People in Special Forces are teachers, “and teaching has been in my blood for a very long time. My mother and my grandmother were teachers. I thought this would be a good way, an exciting way for me to contribute.

“We absolutely, positively are not Rambos. We get an awful lot of very good training,and Green Berets,” he says, “are the lowest paid, most overlooked ambassadors we have.”

And they literally showed him the world.

He’s been to Granada, Mexico, Haiti, Chile, El Salvador, Panama, Bolivia, Okinawa, Korea, Thailand, the Philippines, Cambodia, Vietnam, Burma, Egypt, Jordan, Saudi Arabia, Kuwait, Iraq, the United Arab Emirates, Bahrain, Afghanistan, Sierra Leone, Somalia. Twenty-four countries in all.

“We jumped in a majority of them. We do a lot of parachuting that’s strictly for training. I have never made a combat jump anywhere, and I don’t think we should. If I were going to infiltrate, I’d rather land my team and walk where we have to be than take my chances with a jump operation.

“It’s not what you see when they bomb a building and grab somebody out of it. That’s movie stuff. It’s conceivable we could get those missions, but that’s not the normal everyday life of a Green Beret.

“The real life of a Green Beret, the mission of Special Forces, is you get with host nation forces and develop those host nation forces into an organized fighting unit. You train them.

“What makes a Special Forces soldier special is his ability to work with people, to understand what those people need and influence them to go in the proper direction.”

Lt. Col. Linder knows what makes Butch Young special.

“Sgt. Maj. Young is very humble and doesn’t see himself as better than any man,” he says, “but I’m here to tell you he is. I cannot over emphasize what a phenomenal soldier he is.
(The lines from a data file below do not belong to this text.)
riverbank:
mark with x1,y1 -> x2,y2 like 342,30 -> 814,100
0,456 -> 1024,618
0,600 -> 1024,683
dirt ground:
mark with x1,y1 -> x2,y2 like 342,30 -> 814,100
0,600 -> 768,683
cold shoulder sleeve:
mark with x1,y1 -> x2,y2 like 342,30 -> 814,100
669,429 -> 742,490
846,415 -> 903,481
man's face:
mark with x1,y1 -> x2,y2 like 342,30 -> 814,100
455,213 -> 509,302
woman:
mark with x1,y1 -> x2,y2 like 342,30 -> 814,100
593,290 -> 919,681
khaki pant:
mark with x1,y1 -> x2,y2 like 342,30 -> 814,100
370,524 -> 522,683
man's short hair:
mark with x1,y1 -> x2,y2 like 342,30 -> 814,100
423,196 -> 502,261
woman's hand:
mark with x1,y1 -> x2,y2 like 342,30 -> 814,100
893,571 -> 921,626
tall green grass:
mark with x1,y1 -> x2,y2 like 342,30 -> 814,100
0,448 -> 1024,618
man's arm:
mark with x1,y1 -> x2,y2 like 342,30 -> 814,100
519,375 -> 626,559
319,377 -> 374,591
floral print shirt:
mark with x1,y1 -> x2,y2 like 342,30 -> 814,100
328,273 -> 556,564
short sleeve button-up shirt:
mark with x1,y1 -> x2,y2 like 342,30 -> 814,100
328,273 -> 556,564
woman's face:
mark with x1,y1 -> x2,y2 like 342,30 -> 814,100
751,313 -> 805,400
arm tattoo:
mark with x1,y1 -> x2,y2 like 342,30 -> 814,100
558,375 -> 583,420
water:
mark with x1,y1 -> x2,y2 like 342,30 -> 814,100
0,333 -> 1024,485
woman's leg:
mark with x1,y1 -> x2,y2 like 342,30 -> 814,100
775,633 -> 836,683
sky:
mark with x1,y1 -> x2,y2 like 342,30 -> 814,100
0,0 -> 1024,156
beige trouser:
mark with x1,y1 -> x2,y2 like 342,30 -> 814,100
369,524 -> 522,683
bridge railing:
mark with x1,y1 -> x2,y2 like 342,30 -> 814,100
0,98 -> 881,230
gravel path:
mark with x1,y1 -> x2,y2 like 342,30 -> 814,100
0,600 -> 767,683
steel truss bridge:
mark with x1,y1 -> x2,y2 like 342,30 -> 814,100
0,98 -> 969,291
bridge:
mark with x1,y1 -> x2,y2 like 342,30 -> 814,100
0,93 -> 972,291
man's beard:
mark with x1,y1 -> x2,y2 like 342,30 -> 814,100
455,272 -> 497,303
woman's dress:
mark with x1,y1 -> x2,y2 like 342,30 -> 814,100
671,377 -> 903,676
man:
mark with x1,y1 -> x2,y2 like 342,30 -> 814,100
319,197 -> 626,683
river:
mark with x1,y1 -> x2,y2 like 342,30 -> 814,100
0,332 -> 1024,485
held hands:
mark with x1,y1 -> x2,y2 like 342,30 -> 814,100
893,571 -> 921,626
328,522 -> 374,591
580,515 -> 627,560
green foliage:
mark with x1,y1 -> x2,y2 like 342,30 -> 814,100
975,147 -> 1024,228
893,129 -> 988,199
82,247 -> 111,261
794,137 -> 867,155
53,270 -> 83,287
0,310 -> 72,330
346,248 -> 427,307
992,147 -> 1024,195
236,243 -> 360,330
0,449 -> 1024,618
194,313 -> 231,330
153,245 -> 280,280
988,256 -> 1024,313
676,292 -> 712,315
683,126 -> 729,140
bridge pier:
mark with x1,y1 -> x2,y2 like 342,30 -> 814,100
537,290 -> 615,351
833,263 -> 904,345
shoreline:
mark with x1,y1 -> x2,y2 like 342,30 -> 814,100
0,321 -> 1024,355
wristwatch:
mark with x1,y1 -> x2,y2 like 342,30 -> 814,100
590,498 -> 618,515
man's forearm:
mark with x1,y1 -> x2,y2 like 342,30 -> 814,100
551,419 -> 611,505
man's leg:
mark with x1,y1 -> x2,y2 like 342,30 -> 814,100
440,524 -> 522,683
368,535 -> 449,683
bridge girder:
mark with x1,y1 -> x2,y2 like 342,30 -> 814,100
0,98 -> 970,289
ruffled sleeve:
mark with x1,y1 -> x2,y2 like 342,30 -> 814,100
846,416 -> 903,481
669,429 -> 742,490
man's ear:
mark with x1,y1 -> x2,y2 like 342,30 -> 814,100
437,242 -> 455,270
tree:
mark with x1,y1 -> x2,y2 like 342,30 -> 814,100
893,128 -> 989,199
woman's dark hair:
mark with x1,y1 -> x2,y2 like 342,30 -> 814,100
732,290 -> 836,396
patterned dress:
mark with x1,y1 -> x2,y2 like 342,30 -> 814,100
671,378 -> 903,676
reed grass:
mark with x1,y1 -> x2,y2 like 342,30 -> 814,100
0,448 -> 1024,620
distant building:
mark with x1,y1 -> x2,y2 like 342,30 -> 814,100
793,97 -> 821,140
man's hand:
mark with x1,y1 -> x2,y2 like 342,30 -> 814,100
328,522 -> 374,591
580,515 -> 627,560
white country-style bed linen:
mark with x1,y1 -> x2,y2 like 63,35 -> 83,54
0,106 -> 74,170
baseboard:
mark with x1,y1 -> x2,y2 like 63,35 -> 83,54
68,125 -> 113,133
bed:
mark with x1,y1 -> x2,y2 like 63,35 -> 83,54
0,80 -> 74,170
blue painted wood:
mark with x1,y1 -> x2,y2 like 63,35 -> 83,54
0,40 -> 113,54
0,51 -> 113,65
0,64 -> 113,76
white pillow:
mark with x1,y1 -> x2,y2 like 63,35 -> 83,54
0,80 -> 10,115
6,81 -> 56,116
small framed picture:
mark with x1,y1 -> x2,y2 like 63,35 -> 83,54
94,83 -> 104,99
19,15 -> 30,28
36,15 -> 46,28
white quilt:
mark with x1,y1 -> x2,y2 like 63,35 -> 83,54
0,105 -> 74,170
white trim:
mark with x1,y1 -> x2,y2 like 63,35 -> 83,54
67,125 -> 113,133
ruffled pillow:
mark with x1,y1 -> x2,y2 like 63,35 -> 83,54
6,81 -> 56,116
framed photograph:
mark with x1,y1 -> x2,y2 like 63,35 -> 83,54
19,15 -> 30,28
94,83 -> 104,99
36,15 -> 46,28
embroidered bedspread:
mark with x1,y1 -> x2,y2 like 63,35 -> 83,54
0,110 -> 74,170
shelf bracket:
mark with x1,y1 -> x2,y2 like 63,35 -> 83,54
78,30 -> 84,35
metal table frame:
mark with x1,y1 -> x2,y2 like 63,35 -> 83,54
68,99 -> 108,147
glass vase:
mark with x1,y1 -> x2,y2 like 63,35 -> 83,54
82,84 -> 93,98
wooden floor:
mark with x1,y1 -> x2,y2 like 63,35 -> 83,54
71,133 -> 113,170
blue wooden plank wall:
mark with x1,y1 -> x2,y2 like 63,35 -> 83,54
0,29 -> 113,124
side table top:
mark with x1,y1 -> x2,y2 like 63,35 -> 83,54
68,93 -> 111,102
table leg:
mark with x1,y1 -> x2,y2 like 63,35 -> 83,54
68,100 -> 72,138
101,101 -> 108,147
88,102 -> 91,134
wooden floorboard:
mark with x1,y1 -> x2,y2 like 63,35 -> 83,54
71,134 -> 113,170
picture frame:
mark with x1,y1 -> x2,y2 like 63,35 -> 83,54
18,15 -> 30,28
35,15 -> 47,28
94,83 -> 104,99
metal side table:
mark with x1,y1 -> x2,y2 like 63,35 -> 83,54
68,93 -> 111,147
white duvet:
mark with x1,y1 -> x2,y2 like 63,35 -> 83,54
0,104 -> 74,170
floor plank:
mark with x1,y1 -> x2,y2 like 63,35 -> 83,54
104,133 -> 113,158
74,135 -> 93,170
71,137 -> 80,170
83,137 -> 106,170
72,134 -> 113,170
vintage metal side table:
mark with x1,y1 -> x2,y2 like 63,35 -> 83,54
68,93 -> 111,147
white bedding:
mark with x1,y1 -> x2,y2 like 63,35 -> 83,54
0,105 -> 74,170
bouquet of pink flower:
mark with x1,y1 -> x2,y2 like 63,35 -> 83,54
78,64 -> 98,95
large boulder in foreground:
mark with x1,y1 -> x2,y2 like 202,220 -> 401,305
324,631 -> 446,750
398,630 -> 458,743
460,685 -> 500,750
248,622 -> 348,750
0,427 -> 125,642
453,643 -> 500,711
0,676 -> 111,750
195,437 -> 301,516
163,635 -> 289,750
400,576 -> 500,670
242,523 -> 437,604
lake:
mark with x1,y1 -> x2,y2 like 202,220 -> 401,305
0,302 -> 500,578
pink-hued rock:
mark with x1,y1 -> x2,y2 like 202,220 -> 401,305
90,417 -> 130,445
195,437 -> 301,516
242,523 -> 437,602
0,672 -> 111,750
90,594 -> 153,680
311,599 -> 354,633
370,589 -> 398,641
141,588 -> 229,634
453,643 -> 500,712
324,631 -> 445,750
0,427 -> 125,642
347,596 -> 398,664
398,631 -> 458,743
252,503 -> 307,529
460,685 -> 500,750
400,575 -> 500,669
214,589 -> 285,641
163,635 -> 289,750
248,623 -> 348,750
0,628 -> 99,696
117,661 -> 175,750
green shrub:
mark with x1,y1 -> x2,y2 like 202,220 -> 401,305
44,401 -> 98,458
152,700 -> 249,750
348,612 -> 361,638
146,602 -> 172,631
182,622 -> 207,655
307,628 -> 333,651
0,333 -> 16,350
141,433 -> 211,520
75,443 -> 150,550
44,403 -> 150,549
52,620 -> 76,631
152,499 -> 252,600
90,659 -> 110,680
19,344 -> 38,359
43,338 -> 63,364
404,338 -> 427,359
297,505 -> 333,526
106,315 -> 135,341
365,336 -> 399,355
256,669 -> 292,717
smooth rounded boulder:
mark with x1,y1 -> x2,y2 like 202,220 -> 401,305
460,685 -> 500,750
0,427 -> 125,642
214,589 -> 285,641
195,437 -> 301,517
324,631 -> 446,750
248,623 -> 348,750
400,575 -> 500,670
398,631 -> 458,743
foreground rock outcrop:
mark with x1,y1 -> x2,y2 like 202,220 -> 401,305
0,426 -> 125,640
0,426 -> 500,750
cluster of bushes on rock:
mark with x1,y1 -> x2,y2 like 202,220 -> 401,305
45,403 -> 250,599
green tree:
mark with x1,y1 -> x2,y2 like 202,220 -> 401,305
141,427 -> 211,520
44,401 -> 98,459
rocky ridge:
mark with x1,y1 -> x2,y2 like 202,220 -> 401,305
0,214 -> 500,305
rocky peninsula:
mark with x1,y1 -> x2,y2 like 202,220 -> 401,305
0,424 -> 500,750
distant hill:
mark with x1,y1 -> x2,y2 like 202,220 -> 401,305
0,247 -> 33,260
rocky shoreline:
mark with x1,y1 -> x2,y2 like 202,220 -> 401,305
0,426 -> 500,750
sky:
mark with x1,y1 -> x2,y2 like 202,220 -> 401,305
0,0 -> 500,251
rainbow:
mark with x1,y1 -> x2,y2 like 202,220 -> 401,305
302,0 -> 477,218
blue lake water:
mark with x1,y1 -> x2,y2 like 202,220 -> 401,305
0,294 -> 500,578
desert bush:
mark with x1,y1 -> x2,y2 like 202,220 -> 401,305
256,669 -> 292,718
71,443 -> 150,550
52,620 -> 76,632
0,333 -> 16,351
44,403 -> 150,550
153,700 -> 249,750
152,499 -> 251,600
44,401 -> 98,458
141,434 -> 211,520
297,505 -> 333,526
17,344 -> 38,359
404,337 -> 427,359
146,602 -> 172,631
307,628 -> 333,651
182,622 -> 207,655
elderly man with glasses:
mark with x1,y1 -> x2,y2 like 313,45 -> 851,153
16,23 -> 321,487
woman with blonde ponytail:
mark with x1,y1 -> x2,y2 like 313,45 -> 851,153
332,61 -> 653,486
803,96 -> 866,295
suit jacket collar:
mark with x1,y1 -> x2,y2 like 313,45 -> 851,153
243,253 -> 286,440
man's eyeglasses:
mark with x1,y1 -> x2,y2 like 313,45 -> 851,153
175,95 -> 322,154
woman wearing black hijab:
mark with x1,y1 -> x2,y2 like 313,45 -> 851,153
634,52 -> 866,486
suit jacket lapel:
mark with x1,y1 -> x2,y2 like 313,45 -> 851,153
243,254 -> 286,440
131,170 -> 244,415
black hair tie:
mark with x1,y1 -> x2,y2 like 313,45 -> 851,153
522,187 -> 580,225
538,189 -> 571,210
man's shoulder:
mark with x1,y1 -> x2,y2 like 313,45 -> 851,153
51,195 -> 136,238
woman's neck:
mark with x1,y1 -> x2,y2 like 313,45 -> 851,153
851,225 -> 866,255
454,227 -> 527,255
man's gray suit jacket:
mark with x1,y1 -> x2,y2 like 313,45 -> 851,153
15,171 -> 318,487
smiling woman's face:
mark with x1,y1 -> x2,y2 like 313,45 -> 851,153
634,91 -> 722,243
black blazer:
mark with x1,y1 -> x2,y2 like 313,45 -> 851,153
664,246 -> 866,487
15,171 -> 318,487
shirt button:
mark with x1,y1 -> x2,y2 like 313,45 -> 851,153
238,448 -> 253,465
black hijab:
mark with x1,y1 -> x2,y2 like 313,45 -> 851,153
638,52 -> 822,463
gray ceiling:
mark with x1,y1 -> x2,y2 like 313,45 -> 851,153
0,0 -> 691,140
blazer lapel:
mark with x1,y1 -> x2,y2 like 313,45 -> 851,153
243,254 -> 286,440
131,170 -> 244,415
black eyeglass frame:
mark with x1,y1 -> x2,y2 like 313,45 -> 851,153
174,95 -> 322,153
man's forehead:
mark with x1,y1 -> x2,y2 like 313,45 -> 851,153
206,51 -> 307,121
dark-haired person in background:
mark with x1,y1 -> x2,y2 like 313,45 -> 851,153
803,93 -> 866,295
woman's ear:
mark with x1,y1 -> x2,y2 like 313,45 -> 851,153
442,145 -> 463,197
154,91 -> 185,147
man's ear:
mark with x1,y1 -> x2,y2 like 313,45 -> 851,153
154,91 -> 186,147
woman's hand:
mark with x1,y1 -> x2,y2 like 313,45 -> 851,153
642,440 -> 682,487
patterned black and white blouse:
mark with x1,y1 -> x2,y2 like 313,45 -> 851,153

Every commander wishes for 100 Sgt. Maj. Youngs.

“He is what you would want your son to grow up to be — an honorable, professional, caring, and — I could go on and on. When Mr. Webster crafted the definition of character, he had Sgt. Maj. Young in mind.

“I honestly believe that your community would be proud to know that people like Sgt. Maj. Young not only serve our great nation but represent their community. Especially now, when our nation is at war, it can be comforting to know that there are men like him, prepared to make the ultimate sacrifice, without fame or glory, just so communities like yours can live free.”

And, he adds, be proud.

“He, like all of us,” Linder says, “is a product of the community he was raised in. I’ve never been to the Salisbury area, but I can only imagine it to be an environment rich in values and patriotism, where community service, selfless sacrifice and respect for others is the norm. Sgt. Maj. Young is that kind of man, the kind of man who holds his word as his bond, the kind of man whom you can trust with the lives of your family members, the kind of man who would breach every obstacle to come to your aid, the kind of man who would give his life for his country.

“That kind of man had a strong and loving family and powerfully influencing, value-oriented community.

“Sgt. Maj. Butch Young is a man Salisbury can be proud of.

“He has never asked for fanfare or favor but simply for the opportunity to serve. It’s men like him that put the ‘Special’ in Special Forces. Green Berets give their all, every day, not for financial reward, not for recognition, but for the simple pleasure of serving our great nation and upholding the values this country was built on. Sgt. Maj. Young’s selfless service epitomizes the Green Berets’ reputation as the quiet professionals.”